The exporter pod is not able to authenticate and also getting CrashLoopBackoff errors

HoustonPutman commented 1 year ago

Can you try with the most recent Solr Operator version? (v0.6.0)

It might be an issue that has already been fixed.

Other than that I would recommend only using the parts of the values.yaml file that you care about. Otherwise the defaults will become stale with new versions and its hard to tell what you are overriding.

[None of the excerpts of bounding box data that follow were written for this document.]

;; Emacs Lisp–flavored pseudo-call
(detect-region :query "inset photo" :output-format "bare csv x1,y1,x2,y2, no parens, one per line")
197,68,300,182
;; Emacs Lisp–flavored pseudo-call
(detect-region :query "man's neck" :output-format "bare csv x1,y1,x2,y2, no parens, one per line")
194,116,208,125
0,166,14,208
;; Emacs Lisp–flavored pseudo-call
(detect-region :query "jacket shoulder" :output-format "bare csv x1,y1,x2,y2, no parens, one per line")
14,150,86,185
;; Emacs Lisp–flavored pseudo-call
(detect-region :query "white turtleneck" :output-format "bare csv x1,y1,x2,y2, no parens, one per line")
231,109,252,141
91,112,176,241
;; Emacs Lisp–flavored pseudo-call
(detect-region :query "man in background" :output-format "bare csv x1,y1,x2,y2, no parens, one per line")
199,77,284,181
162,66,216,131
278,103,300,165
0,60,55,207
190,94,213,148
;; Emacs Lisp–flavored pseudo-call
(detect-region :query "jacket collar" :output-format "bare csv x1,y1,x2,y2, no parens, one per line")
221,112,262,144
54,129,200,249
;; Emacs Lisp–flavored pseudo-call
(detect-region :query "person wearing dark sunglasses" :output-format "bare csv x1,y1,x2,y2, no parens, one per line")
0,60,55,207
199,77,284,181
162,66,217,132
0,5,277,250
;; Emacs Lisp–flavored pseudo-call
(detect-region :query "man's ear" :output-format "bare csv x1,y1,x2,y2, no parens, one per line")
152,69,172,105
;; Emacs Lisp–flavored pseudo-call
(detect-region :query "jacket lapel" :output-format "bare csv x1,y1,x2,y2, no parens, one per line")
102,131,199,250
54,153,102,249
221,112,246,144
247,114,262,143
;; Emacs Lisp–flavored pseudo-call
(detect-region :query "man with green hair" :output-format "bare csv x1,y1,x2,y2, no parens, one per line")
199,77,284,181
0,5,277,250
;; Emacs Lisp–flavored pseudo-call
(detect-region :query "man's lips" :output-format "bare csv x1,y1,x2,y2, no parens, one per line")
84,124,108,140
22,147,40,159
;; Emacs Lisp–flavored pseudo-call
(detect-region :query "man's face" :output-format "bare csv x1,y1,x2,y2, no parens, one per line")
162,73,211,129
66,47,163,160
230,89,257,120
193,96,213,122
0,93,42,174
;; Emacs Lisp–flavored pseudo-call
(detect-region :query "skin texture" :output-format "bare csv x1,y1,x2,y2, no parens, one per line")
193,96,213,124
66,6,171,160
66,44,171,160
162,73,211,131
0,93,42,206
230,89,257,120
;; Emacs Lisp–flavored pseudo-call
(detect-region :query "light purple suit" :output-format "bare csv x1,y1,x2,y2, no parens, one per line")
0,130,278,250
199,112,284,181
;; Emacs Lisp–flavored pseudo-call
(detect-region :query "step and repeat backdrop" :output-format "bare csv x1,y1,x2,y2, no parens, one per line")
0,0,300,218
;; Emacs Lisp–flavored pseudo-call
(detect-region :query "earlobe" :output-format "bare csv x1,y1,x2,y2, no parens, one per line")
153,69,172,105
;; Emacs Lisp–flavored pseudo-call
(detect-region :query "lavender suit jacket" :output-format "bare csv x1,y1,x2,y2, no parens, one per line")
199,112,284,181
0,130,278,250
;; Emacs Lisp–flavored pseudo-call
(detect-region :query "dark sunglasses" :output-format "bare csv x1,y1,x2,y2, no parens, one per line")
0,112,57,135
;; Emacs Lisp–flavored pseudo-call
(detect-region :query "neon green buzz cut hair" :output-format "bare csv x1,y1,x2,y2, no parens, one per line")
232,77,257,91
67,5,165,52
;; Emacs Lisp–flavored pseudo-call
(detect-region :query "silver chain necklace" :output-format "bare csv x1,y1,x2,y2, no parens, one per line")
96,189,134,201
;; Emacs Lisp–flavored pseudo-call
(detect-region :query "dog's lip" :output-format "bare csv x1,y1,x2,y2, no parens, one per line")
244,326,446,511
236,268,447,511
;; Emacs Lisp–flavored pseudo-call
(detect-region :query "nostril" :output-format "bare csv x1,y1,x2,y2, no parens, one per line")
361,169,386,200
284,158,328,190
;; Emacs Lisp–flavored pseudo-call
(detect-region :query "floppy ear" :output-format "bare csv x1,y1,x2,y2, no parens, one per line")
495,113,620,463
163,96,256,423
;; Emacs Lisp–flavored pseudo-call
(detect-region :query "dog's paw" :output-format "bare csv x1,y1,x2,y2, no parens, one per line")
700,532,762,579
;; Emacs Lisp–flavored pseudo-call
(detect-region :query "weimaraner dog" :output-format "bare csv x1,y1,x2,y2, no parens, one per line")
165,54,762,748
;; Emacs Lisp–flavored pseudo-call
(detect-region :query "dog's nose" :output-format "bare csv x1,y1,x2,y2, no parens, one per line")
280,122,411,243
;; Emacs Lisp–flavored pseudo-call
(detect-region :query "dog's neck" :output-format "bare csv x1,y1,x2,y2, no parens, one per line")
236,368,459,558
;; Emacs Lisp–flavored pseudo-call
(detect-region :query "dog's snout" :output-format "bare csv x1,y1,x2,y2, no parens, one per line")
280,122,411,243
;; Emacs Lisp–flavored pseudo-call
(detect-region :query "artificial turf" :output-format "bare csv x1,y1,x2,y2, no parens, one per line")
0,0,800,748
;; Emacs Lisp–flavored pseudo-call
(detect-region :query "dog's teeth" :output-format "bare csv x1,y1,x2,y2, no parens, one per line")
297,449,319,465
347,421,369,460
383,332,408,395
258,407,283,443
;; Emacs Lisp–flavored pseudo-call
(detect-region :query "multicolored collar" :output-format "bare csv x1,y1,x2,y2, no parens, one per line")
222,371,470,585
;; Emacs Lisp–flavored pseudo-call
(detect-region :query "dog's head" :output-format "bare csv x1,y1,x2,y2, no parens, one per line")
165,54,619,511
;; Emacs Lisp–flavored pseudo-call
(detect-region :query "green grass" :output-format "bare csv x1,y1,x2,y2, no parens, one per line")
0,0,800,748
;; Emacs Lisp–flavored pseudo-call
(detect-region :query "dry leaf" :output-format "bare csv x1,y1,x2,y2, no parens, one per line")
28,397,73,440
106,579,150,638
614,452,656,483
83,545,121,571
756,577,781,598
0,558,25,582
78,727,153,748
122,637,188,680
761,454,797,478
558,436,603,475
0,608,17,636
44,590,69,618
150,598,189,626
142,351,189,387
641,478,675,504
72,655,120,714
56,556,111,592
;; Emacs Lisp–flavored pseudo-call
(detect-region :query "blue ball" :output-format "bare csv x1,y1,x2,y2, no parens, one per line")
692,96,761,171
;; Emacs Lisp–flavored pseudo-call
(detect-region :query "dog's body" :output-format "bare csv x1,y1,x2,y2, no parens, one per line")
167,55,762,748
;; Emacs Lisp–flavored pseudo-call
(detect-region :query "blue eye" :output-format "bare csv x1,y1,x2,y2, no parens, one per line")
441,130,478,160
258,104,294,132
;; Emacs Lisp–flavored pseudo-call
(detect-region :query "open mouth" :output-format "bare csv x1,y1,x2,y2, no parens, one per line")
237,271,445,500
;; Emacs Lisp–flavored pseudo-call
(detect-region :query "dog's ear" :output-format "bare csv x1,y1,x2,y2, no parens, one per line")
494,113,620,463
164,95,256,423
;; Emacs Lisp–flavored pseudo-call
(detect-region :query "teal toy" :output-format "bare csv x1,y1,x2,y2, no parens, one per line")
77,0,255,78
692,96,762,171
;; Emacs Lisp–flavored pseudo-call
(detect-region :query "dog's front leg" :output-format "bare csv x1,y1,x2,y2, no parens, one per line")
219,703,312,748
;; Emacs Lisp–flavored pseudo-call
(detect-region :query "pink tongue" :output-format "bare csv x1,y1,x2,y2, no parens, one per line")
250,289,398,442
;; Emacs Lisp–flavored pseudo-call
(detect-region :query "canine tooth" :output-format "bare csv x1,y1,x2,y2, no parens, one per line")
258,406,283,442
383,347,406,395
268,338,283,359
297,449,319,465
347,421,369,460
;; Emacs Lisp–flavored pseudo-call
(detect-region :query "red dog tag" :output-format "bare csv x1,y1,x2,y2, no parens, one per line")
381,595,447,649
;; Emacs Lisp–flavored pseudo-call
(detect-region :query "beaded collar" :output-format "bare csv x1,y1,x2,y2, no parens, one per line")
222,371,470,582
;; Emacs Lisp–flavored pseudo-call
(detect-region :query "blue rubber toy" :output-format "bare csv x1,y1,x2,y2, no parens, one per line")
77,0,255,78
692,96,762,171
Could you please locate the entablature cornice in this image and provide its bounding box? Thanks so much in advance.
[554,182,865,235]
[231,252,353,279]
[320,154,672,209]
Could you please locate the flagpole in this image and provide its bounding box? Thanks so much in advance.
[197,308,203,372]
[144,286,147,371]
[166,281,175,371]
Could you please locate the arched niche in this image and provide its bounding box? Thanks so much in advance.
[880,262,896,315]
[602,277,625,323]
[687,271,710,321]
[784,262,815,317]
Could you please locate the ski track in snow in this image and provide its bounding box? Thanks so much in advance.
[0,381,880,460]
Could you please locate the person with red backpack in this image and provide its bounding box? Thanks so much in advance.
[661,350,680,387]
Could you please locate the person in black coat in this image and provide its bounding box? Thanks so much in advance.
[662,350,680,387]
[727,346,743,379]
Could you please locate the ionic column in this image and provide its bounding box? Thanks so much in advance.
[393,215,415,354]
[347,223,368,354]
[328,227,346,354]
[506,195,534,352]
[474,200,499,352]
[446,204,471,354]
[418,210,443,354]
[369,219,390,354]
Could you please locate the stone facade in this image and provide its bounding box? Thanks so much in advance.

vipul-06 commented 1 year ago

Ok let me give a try

vipul-06 commented 1 year ago

Ok @HoustonPutman my exporter is now showing running in the logs as previous error seems to be solved but my pod is getting restart and crashLoopbackoff

` INFO - 2022-12-26 10:52:55.121; org.apache.solr.common.cloud.ConnectionManager; Waiting for client to connect to ZooKeeper INFO - 2022-12-26 10:52:55.160; org.apache.solr.common.cloud.ConnectionManager; zkClient has connected INFO - 2022-12-26 10:52:55.160; org.apache.solr.common.cloud.ConnectionManager; Client is connected to ZooKeeper INFO - 2022-12-26 10:52:55.172; org.apache.solr.common.cloud.ZkStateReader; Updated live nodes from ZooKeeper... (0) -> (5) INFO - 2022-12-26 10:52:55.192; org.apache.solr.client.solrj.impl.ZkClientClusterStateProvider; Cluster at my-solr-solrcloud-zookeeper-0.my-solr-new-solrcloud-zookeeper-headless.dev-backend.svc.cluster.local:2181,my-solr-new-solrcloud-zookeeper-1.my-solr-new-solrcloud-zookeeper-headless.dev-backend.svc.cluster.local:2181,my-solr-new-solrcloud-zookeeper-2.my-solr-new-solrcloud-zookeeper-headless.dev-backend.svc.cluster.local:2181,my-solr-new-solrcloud-zookeeper-3.my-solr-new-solrcloud-zookeeper-headless.dev-backend.svc.cluster.local:2181,my-solr-new-solrcloud-zookeeper-4.my-solr-new-solrcloud-zookeeper-headless.dev-backend.svc.cluster.local:2181 ready INFO - 2022-12-26 10:52:55.206; org.apache.solr.prometheus.exporter.SolrExporter; Starting Solr Prometheus Exporting INFO - 2022-12-26 10:52:55.208; org.apache.solr.prometheus.collector.SchedulerMetricsCollector; Beginning metrics collection INFO - 2022-12-26 10:52:55.231; org.apache.solr.prometheus.exporter.SolrExporter; Solr Prometheus Exporter is running

` NAME READY STATUS RESTARTS dev-prom-exporter-solr-metrics-65577bfcc5-s6d2b 1/1 Running 6 (2m11s ago)

As there is nothing in the logs how can I find what is the issue regarding this?

kbarnesMCC commented 2 months ago

@vipul-06 did you ever get a resolution to this? I'm experiencing the exact same issue in your latest update...everything seems to be working but ultimately a crashloopbackoff.

TravisFarrellMCC commented 2 months ago

@HoustonPutman @vipul-06 Any tips on how to stop the metrics pod from crashing? We upgraded Solr Operator to 0.8.1 as there was a fix listed for the Promethius exporter, but that did not seem to help.

kbarnesMCC commented 2 months ago

Just following up to this; it looks like my issue was caused by starving the exporter of compute resources. Upped to 2vcpu/4GB memory and things worked fine with 0.8.1. My guess is the readiness probe was triggering before the slow CPU-based initial gathering of metrics had completed.